Let $G=(V,E)$ be a simple, undirected graph. Suppose that ${\cal S}$ is a collection of non-empty, connected, and pairwise disjoint subsets of $V$. Let $G({\cal S})$ be the graph with vertex set ${\cal S}$; and $S\neq T\in {\cal S}$ form an edge if and only if if there are $x\in S, y \in T$ such that $\{x,y\}\in E$.

If $H$ is a simple undirected graph, we say that $H$ is a induced minor of $G$ if there is a collection ${\cal S}$ of non-empty, connected, and pairwise disjoint subsets of $V(G)$ such that $H\cong G({\cal S})$.

We make $\omega^2$ into a graph by saying that $(x_0, y_0),(x_1,y_1)\in \omega^2$ form an edge if and only if $|x_0-x_1|+|y_0-y_1|=1$ (that is any point and its direct successor in the product order of $\omega^2$ form an edge).

Is every finite graph an induced minor of $\omega^2$?

Answer 1

Definitely not all graphs are minors of $\omega^2$ - $\omega^2$ is obviously a planar graph, and hence so is each of its minors. In fact, it turns out the converse also holds - every planar graph is an induced minor of $\omega^2$. Let me illustrate the construction with a small example. In the following illustrations, each small square is meant to represent an element of $\omega^2$, and two such are neighbours iff they share a side.

Consider the following graph on four vertices:

We replace each vertex with a suitably large blocks (the higher the degree, the larger the block will need to be), and replace each edge with a chain of squares between corresponding two blocks, so that no two chains have squares sharing a side:

Now we just need to split those squares into sets, which I will represent with colors.

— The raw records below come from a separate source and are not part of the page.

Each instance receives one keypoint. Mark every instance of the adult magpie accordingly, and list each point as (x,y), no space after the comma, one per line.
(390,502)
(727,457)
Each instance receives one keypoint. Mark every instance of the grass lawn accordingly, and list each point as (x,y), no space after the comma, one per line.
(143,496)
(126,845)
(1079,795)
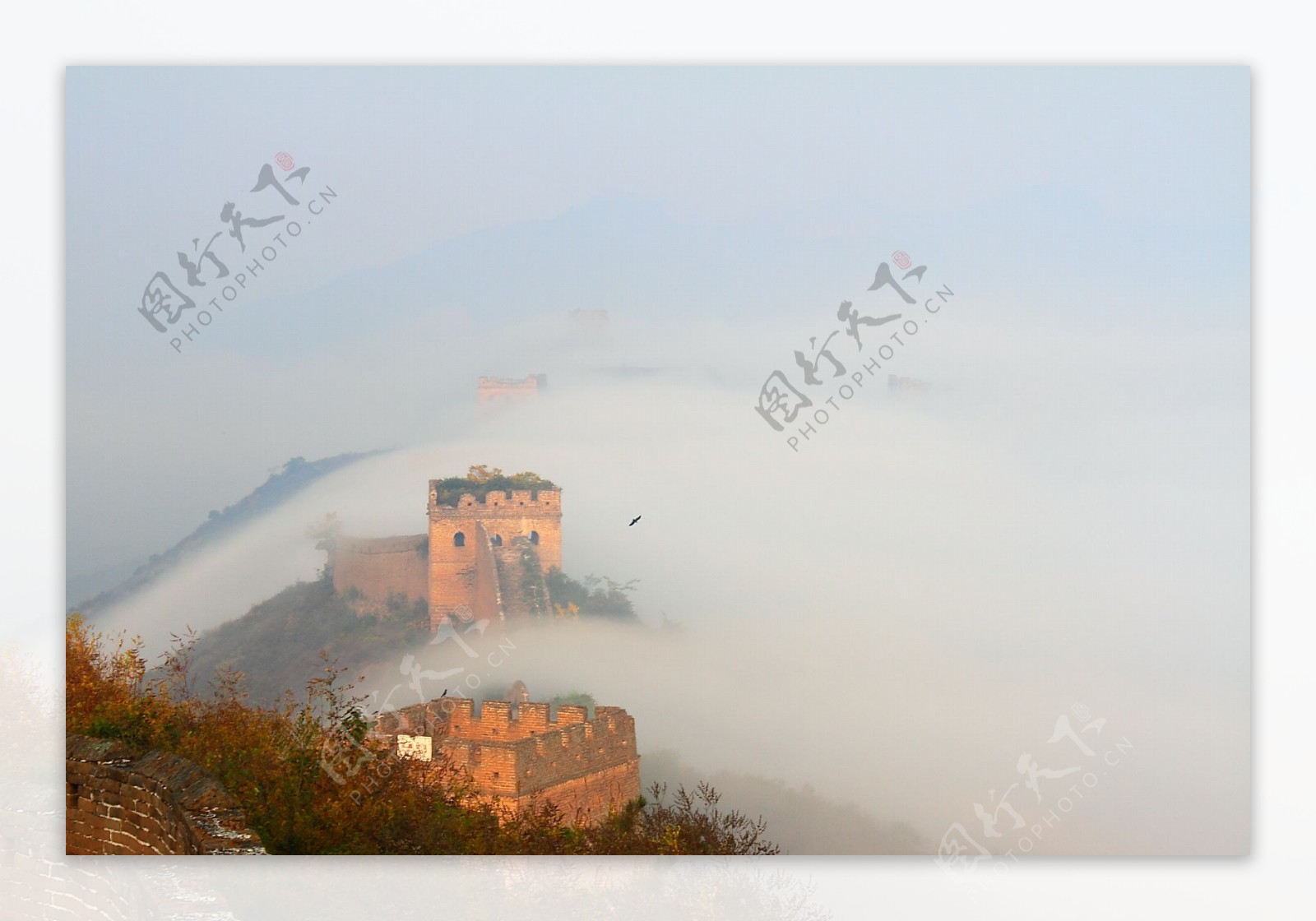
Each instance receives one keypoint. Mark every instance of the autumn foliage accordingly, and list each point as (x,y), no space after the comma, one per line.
(311,782)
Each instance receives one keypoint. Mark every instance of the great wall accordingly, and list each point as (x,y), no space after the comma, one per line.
(521,753)
(484,553)
(484,557)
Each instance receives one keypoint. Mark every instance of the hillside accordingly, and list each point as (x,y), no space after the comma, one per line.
(295,475)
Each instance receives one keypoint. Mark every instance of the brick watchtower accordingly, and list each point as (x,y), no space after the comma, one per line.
(467,530)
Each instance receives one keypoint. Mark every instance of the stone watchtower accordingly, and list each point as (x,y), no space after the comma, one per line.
(473,536)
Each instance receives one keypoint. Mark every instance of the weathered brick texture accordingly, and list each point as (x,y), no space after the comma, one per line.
(381,567)
(519,756)
(116,803)
(473,557)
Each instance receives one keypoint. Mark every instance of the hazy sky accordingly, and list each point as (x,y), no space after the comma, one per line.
(929,582)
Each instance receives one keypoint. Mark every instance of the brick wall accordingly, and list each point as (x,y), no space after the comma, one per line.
(519,756)
(466,576)
(116,803)
(379,567)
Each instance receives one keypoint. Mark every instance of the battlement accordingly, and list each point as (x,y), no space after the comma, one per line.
(532,502)
(519,754)
(495,720)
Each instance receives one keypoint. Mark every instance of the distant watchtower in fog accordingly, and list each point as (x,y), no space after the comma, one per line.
(491,541)
(477,535)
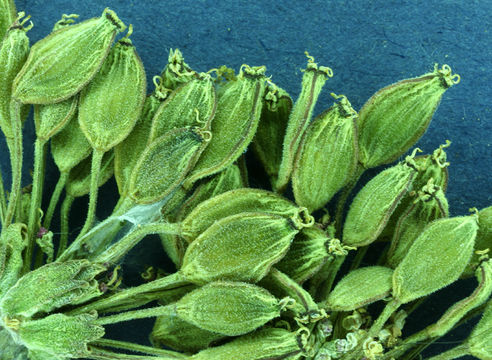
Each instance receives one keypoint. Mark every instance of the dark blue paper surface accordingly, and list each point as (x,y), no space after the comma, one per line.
(368,44)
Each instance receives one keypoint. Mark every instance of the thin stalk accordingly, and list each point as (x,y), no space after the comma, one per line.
(15,149)
(126,296)
(359,256)
(456,352)
(167,310)
(3,201)
(325,287)
(36,198)
(347,190)
(97,156)
(123,345)
(55,197)
(115,252)
(64,229)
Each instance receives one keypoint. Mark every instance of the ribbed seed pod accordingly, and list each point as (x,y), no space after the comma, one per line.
(228,179)
(62,284)
(13,240)
(174,332)
(7,16)
(240,247)
(307,254)
(267,144)
(176,72)
(374,204)
(13,54)
(235,122)
(268,343)
(192,104)
(480,340)
(394,118)
(483,240)
(312,82)
(456,312)
(62,63)
(281,286)
(436,259)
(50,119)
(70,146)
(127,152)
(360,287)
(235,202)
(430,204)
(165,163)
(112,103)
(59,336)
(228,308)
(327,156)
(79,178)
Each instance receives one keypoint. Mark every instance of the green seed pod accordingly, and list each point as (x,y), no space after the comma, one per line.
(394,118)
(165,163)
(307,254)
(374,204)
(235,202)
(312,82)
(79,178)
(240,247)
(235,122)
(13,240)
(436,259)
(327,156)
(55,284)
(480,340)
(430,204)
(360,287)
(226,180)
(60,336)
(62,63)
(127,152)
(268,343)
(267,144)
(176,72)
(177,334)
(281,286)
(192,104)
(228,308)
(456,312)
(50,119)
(483,242)
(70,146)
(13,54)
(111,104)
(7,16)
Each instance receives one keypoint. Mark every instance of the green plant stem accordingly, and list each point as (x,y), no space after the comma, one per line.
(342,200)
(55,197)
(456,352)
(100,354)
(97,156)
(115,252)
(127,296)
(3,201)
(15,149)
(137,314)
(36,198)
(64,229)
(123,345)
(359,256)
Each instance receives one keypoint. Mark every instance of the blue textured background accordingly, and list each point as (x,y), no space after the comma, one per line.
(368,44)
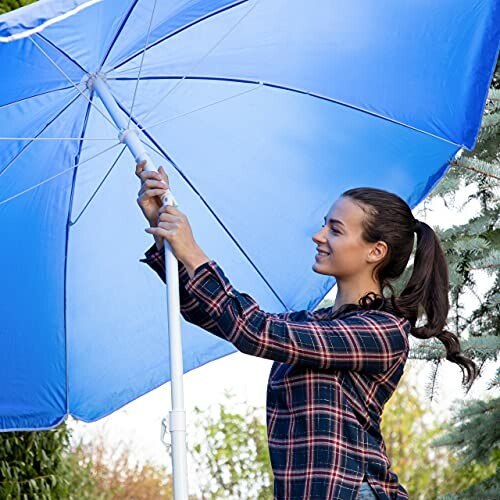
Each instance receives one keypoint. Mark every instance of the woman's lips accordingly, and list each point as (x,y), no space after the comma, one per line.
(320,255)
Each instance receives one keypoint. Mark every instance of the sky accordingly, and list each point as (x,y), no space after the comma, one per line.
(138,424)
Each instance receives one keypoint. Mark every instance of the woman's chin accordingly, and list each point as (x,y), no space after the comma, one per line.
(318,268)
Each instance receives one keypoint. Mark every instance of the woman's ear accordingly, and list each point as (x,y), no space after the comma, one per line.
(377,252)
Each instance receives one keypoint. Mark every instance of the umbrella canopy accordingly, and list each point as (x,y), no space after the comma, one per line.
(262,112)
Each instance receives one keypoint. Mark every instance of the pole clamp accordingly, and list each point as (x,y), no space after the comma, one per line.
(122,136)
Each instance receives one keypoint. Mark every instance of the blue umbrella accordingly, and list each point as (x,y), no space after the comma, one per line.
(263,113)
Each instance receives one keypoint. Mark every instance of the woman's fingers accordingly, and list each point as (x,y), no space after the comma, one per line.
(144,175)
(140,167)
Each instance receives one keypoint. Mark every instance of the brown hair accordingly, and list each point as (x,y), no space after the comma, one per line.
(389,219)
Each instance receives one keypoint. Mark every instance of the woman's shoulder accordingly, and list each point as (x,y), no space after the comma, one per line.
(378,315)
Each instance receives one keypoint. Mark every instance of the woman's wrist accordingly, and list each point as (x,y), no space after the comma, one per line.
(195,260)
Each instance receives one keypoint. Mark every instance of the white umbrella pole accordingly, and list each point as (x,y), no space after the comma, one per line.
(177,422)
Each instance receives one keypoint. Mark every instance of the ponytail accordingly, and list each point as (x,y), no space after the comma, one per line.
(389,218)
(428,287)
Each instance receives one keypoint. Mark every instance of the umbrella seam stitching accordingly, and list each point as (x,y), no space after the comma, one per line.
(216,217)
(299,91)
(179,30)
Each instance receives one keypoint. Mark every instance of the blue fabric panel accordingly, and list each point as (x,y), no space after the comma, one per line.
(409,61)
(32,294)
(268,111)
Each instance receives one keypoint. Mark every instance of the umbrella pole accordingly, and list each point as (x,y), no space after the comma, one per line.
(177,422)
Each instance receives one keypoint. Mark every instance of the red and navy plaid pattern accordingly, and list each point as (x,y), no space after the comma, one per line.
(327,387)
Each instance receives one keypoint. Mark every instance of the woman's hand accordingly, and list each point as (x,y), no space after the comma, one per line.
(153,186)
(174,227)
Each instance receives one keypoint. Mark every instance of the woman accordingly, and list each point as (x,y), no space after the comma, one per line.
(334,368)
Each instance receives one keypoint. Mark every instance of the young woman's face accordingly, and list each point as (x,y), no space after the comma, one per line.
(341,251)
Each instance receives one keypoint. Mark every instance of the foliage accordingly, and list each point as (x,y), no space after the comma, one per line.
(94,472)
(31,464)
(473,254)
(409,427)
(231,454)
(8,5)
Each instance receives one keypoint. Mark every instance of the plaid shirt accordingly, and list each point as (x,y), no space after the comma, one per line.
(328,385)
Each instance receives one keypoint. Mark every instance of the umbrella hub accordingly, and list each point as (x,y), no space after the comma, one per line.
(89,79)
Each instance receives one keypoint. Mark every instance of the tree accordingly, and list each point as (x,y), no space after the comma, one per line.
(94,471)
(8,5)
(231,454)
(409,428)
(31,464)
(473,255)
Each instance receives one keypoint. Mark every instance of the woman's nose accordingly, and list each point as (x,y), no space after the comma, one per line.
(319,237)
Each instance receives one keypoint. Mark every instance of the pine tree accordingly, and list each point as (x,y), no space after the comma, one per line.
(8,5)
(473,253)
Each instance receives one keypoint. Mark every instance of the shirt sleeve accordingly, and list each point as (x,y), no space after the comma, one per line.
(369,341)
(190,309)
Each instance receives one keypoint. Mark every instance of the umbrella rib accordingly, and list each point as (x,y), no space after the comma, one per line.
(31,188)
(170,35)
(68,218)
(33,96)
(76,63)
(172,118)
(199,61)
(72,83)
(38,135)
(118,33)
(160,151)
(142,61)
(55,139)
(93,195)
(289,89)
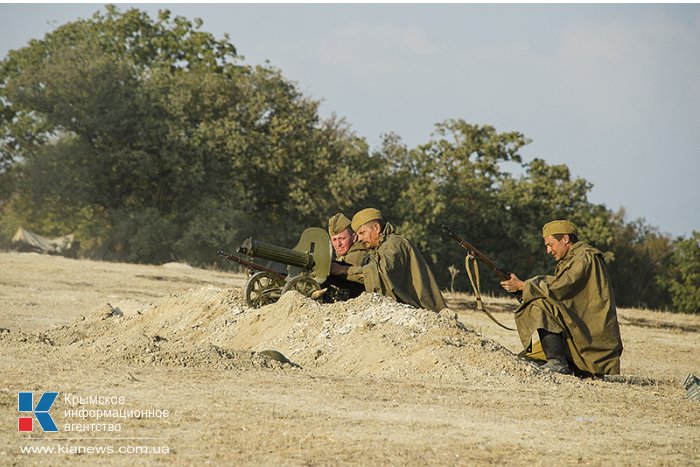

Each vertex block gets a separate color, and a chain corresponding to an edge can be given either color of its endpoints:

I am not crazy enough to write out the details of how such construction would work for arbitrary planar graph, but I hope the idea gets across, and that it's more or less clear that it's always possible.

In the comment I have mentioned that there is no such restriction in three dimensions, and indeed any countable graph is an induced minor of $\omega^3$. For finite graphs a procedure as above can be repeated, but it's not immediately clear that it will work for infinite graphs, so let me spell out an explicit construction.

Let $G=(\omega,E)$ be any graph with vertex set $\omega$. Take first the sets $\{(2n,0)\}\times\omega$ for $n\in\omega$. Those correspond to vertex blocks from the previous construction. We now just need to add chains for edges. For an edge $E=\{n,m\},n<m$, take a chain consisting of vertices $$(2n,1,2k),(2n,2,2k),(2n+1,2,2k),(2n+2,2,2k),\dots,(2m,2,2k),(2m,1,2k)$$ (think of a bridge going from the $n$-th block to the $m$-th block, going over all intermediate blocks), where $k$ is any integer. Choosing $k$ different for every edge, and assigning (as above) to the same set as one of the chains it connects, it's easy to see the resulting graph minor is isomorphic to $G$.

Note that this construction shows that, in fact, any graph is a minor of $\omega^2\times 3$. We know from above that precisely planar graphs are minors of $\omega^2\times 1$. It's not immediately clear to me what graphs are minors of $\omega^2\times 2$. My construction doesn't translate directly, but some nonplanar graphs, like $K_5$, are minors. Perhaps the answer is more complicated in this case...